10年ほど前に少しばかり流行った作家のことを、覚えている人はもう誰もいない。

小説

648文字

 眠らない街とは言われるけども、住宅街のほうに行けば東京だって案外静かですね。街灯の光だけは相変わらず眩しいけれど。蛾なんかが集ってけんかしているのが見えます。あの攻撃的な光になんとなく惹かれる気持ちはなんだかわかる気がする。あの蛾と僕に違いがあるとすれば、周りに広がる静かな闇のさみしさを僕は少しでも理解しているということなのだろうか。こんなに家はたくさんあるのに、僕の家はどうして、ああ、一軒もないのさ!いけね、こんなことを考えてたら繭になっちまいますね。危ない危ない。

 

 辿り着いたのは小さな公園で、そこには小さな滑り台がありました。上に登って寝転ぶと、星一つない曇り色の空。地上の光が自分達より明るいもんだから、お星様は忸怩として逃げていったのさ。攻撃的な光!どの世界でも弱肉強食は永遠の理なのです。

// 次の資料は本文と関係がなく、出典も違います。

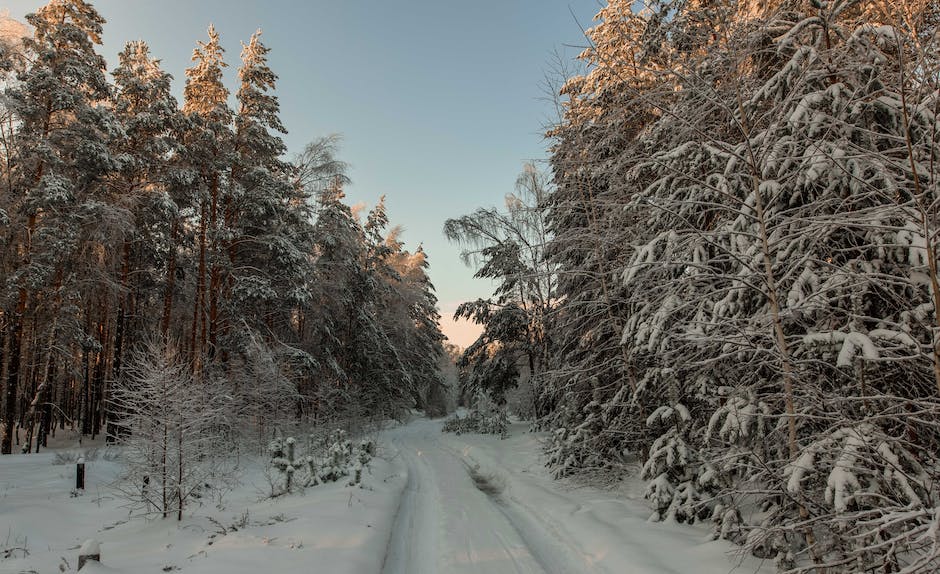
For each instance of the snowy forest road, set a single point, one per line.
(475, 504)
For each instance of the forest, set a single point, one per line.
(136, 229)
(722, 285)
(727, 274)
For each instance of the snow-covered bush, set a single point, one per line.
(490, 421)
(329, 459)
(672, 467)
(176, 434)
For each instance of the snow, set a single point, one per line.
(431, 503)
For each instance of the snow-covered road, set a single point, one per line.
(521, 521)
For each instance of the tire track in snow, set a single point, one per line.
(403, 554)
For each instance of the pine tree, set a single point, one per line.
(208, 147)
(61, 158)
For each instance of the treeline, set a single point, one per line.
(129, 222)
(743, 227)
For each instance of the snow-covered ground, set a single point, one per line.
(435, 503)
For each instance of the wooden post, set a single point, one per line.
(80, 474)
(90, 550)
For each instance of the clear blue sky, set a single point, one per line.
(439, 101)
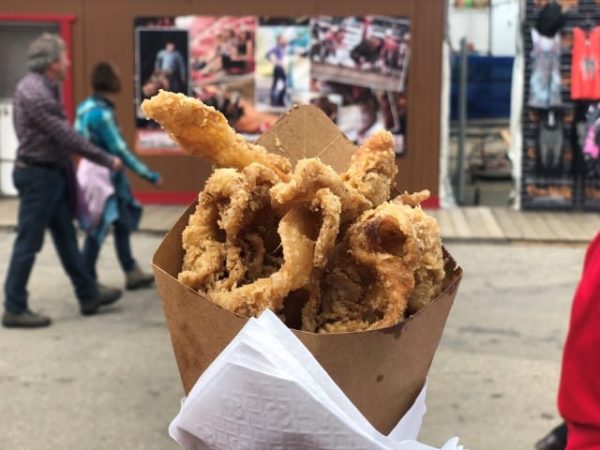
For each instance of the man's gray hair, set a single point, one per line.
(45, 50)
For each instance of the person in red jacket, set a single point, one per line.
(579, 389)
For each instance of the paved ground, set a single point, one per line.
(110, 381)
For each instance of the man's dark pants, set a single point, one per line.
(44, 203)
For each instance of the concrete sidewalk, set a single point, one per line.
(456, 224)
(110, 381)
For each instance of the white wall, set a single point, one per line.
(472, 24)
(490, 31)
(505, 22)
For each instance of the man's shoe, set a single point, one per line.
(106, 296)
(555, 440)
(26, 319)
(137, 279)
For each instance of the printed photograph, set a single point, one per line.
(283, 67)
(364, 51)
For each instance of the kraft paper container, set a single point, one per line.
(381, 371)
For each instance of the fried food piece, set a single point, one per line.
(229, 204)
(298, 249)
(414, 199)
(373, 170)
(330, 207)
(390, 263)
(203, 131)
(311, 175)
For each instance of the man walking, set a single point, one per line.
(43, 176)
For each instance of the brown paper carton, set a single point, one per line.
(381, 371)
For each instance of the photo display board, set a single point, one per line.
(253, 69)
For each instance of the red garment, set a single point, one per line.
(585, 64)
(579, 390)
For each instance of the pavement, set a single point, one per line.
(110, 381)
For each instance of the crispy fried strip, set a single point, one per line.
(230, 200)
(311, 175)
(203, 131)
(330, 207)
(373, 170)
(298, 249)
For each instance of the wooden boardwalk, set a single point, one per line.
(503, 224)
(456, 224)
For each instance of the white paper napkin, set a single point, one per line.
(267, 391)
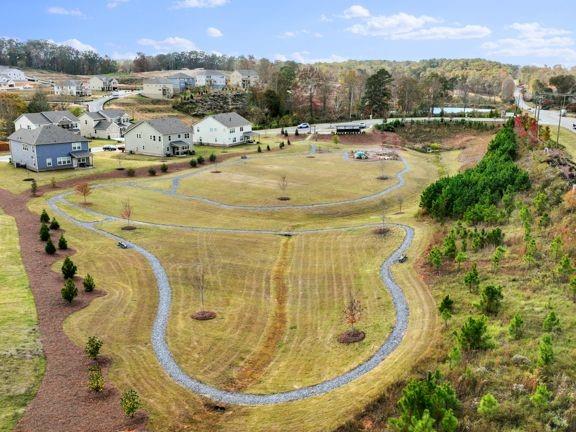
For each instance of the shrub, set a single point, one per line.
(44, 218)
(69, 269)
(473, 335)
(62, 243)
(54, 225)
(50, 248)
(488, 406)
(44, 232)
(92, 348)
(89, 283)
(95, 379)
(69, 291)
(130, 402)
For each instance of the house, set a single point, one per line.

 こうやってひとりで寝ていますとね、遠くに聞こえる電車の音と、身体を流れる血液の鼓動がどごっどごっと共鳴して、嗚呼生きてるーって感じがする。そいで、その血の音をじぃーっと聞いていると、体の内部がだんだん膨れて、耳が内側から押されて破裂しそうな、変な感じ。あと少しでタガが外れて、ああもう爆発する!ってときに、いつも目を開けて止めてしまう。助かった、って気持ちと、失敗した、って気持ちが混ざって、総合的にはちょびっとだけ後悔します。結局これもつまり、僕が臆病者であるからなんですね。あとちょっとのところまで行っても、その先進む勇気はないんです。僕もここまでです。ごめんね。ごめんなさい。